En esta infausta fecha de nuestra historia nacional rendimos homenaje y
reconocimiento al Tercer Gobierno justicialista y a sus miembros, las primeras
víctimas del pronunciamiento cívico-militar que implementó en nuestro país la destrucción de la obra revolucionaria llevada a cabo por el peronismo a lo largo de sus tres etapas de gobierno.


Pronunciamiento que se propuso retroceder a la Argentina previa a junio de 1943 y que puso en manos del poder financiero internacional el control, dominio y manejo de la actividad económico-social, política, cultural y espiritual de la Nación.
En especial rendimos nuestro mayor homenaje y reconocimiento a la primera mujer en el mundo que accedió a la primera magistratura de un país, la compañera María Estela Martínez de Perón, porque no sólo se puso al frente del gobierno luego de la desaparición física del General Perón, manteniendo firme y en alto las banderas de su ideario político, sino porque soportó estoicamente su infame derrocamiento y su aborrecible e injusta detención arbitraria durante años, sin juicio y sin denuncia alguna, simplemente por ser la esposa de Perón y garante de su legado.


Hoy se hacen presentes muchos impostores y tramposos que vociferan contra el nefasto
Proceso, pero sin reivindicar a sus primeras víctimas y renegando del Peronismo que fue destituido y perseguido. Seguramente porque muchos de ellos contribuyeron a
instaurar la atroz dictadura y después se convirtieron en infames colaboradores y socios del mismo, y en algunos casos hasta llegaron a ser millonarios.
Bajo las excusas de la “situación de desgobierno” y del “combate al terror subversivo” se buscaba retroceder a la Argentina “previa al 3 de junio de 1943”, como reconoció uno de sus bastardos protagonistas, o “destruir la obra revolucionaria de Perón”, como reconoció el
historiador británico H. S. Ferns. Lo que en realidad se atacó con el pronunciamiento cívico-militar de 1976 fue, entre otras cosas, la nacionalización de las bocas de expendio de combustibles; la nacionalización de las agencias noticiosas extranjeras; la incorporación al patrimonio nacional de canal 7 y 36 radioemisoras comerciales; la nacionalización de los canales de televisión 9, 11 y 13; Ley de Represión de la subversión, incorporando la represión de la subversión económica; Ley de represión al narcotráfico; anulación de los contratos del
Estado, la ITT y Siemens, por mayores costos cobrados a ENTEL (empresa nacional de
telecomunicaciones); suspensión del negociado de la Ítalo que pretendía venderle la empresa al Estado, la que debido al tiempo transcurrido ya le pertenecía a la nación; implementación
del profesionalismo militar integrado a la nación; Ley de nacionalización de los depósitos bancarios (cuya anulación permitió el alevoso robo de todos los bancos en el 2001); Ley del Sistema Nacional Integrado de Salud; Ley de contrato de trabajo 20.744, aún vigente; proyectó
de Ley nacional de prensa; freno al endeudamiento externo; reunión de gabinete en la Antártida, dando a conocer al mundo, y dejando sentado, que ese territorio pertenece a la
Nación Argentina; intercepción de armamento destinado a la guerrilla, enviadas desde Gran Bretaña; retiro del embajador inglés el 13 de enero de 1976, ante la decisión unilateral del Reino
Unido de suspender las negociaciones sobre las Islas Malvinas y de enviar la misión
«Shackleton», habiendo ordenado Isabel Perón el cañoneo de una nave británica, el 4 de febrero de 1976, por su incursión en aguas territoriales argentinas.
Hoy no queda casi nada materialmente de esa Argentina que edificó Juan Domingo Perón.
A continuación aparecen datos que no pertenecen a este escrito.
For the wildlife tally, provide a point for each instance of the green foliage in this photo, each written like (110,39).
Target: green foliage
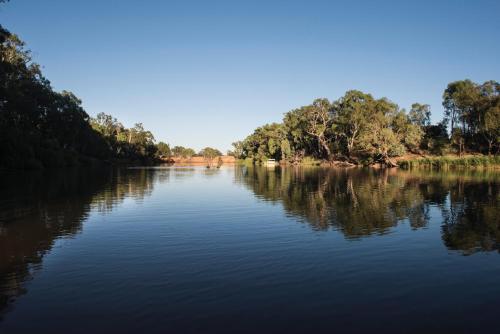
(472,110)
(356,125)
(163,150)
(180,151)
(40,127)
(209,153)
(451,162)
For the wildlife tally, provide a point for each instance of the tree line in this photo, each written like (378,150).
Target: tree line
(42,128)
(362,129)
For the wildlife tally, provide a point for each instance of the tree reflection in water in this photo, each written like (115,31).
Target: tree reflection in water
(38,208)
(361,202)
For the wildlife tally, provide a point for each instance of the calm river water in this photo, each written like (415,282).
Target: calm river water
(249,250)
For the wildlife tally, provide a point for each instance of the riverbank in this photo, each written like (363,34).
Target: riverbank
(404,162)
(450,161)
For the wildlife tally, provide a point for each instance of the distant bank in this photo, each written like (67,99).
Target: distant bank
(224,159)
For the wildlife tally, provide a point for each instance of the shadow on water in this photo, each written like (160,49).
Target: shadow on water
(37,208)
(361,202)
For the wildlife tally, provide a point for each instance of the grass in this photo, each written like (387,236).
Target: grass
(444,162)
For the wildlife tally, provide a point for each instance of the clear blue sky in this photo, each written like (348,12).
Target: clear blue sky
(206,73)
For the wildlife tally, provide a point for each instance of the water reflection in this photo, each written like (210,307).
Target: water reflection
(362,202)
(38,208)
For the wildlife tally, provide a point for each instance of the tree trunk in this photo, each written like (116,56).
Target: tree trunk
(324,144)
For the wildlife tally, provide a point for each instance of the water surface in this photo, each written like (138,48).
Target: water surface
(291,250)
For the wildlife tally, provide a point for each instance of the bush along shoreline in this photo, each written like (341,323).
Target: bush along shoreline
(359,129)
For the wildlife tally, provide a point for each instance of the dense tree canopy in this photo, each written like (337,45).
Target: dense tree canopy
(356,126)
(360,128)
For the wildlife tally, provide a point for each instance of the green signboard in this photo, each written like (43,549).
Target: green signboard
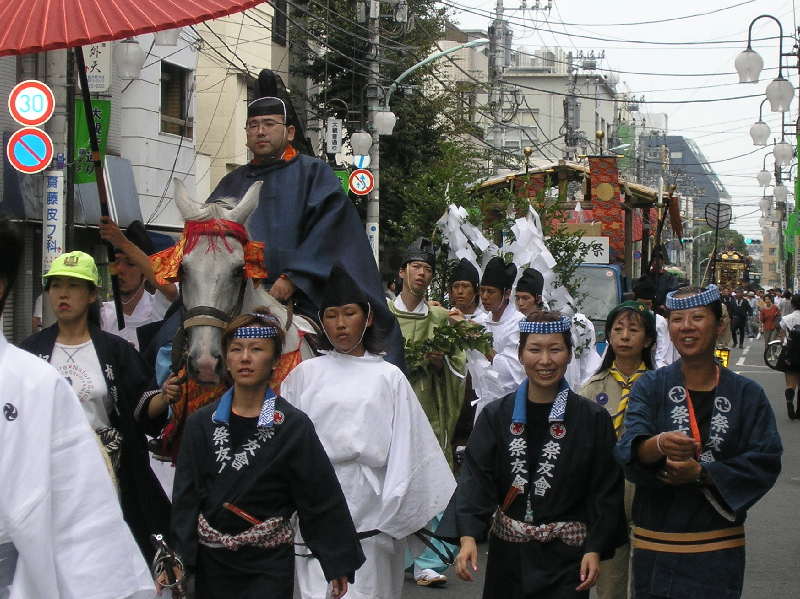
(84,167)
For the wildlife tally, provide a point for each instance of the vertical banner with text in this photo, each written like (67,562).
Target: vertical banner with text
(606,205)
(84,167)
(52,218)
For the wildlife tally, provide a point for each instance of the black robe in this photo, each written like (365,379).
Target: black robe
(587,487)
(145,506)
(288,473)
(308,224)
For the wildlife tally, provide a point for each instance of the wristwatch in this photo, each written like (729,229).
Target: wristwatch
(701,479)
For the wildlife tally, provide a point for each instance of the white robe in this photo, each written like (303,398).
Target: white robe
(585,359)
(504,374)
(386,456)
(58,506)
(149,308)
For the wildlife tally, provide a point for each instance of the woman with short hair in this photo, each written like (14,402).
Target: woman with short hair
(769,316)
(790,362)
(631,333)
(247,463)
(108,376)
(539,477)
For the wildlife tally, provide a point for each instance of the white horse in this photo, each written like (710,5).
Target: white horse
(215,290)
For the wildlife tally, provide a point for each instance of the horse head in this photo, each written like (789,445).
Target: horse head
(212,281)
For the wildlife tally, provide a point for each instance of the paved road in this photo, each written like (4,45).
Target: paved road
(773,531)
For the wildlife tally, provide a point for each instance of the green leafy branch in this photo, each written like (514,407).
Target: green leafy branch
(448,339)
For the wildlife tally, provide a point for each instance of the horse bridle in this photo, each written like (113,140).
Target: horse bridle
(209,316)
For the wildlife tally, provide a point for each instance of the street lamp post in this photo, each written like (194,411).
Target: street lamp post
(759,130)
(382,121)
(749,64)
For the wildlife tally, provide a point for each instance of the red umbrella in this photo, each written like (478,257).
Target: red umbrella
(39,25)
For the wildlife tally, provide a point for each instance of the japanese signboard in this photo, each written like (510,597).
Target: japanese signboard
(98,66)
(333,135)
(84,167)
(597,249)
(53,218)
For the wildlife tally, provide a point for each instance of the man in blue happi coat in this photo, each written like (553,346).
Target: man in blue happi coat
(701,445)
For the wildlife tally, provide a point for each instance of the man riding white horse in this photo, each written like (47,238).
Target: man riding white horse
(220,271)
(303,216)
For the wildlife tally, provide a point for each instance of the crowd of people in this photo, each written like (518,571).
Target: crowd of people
(632,471)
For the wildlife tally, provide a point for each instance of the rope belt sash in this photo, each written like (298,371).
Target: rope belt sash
(688,542)
(513,531)
(268,534)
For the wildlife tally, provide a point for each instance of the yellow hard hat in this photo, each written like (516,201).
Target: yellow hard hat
(78,265)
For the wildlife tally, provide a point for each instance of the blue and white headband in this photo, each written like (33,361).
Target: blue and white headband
(708,295)
(545,328)
(255,333)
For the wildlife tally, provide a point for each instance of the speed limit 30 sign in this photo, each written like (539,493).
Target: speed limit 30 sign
(31,103)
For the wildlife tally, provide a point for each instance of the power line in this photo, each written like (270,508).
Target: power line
(601,99)
(652,22)
(488,14)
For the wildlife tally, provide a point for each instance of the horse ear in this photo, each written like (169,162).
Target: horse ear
(247,204)
(186,206)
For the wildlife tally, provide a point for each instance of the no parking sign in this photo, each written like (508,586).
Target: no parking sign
(31,103)
(30,150)
(361,182)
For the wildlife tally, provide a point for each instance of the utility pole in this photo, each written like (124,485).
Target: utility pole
(500,36)
(374,94)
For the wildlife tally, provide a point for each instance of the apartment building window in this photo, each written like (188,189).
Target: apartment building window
(549,60)
(175,93)
(279,26)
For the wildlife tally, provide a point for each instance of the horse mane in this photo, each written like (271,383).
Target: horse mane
(215,229)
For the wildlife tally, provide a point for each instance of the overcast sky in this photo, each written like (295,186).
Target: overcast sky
(720,128)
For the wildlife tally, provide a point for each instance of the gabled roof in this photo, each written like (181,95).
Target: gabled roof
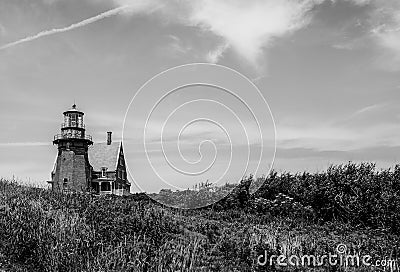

Pero gracias a la resistencia ejemplar de María Estela Martínez de Perón está
firmemente en pie su legado doctrinal, filosófico y político. Legado fundamental para volver a encarar un nuevo Renacimiento de nuestra querida Argentina, con los fundamentos del Modelo Argentino para el Proyecto Nacional y las ideas motrices de la Tradición Federal rioplatense y argentina, para ser nuevamente una Argentina justa, libre y soberana, punto de
partida para la restauración de la Patria Grande iberoamericana que asentó en nuestras tierras la España católica que evangelizó los pueblos originarios de América, mestizándose con ellos.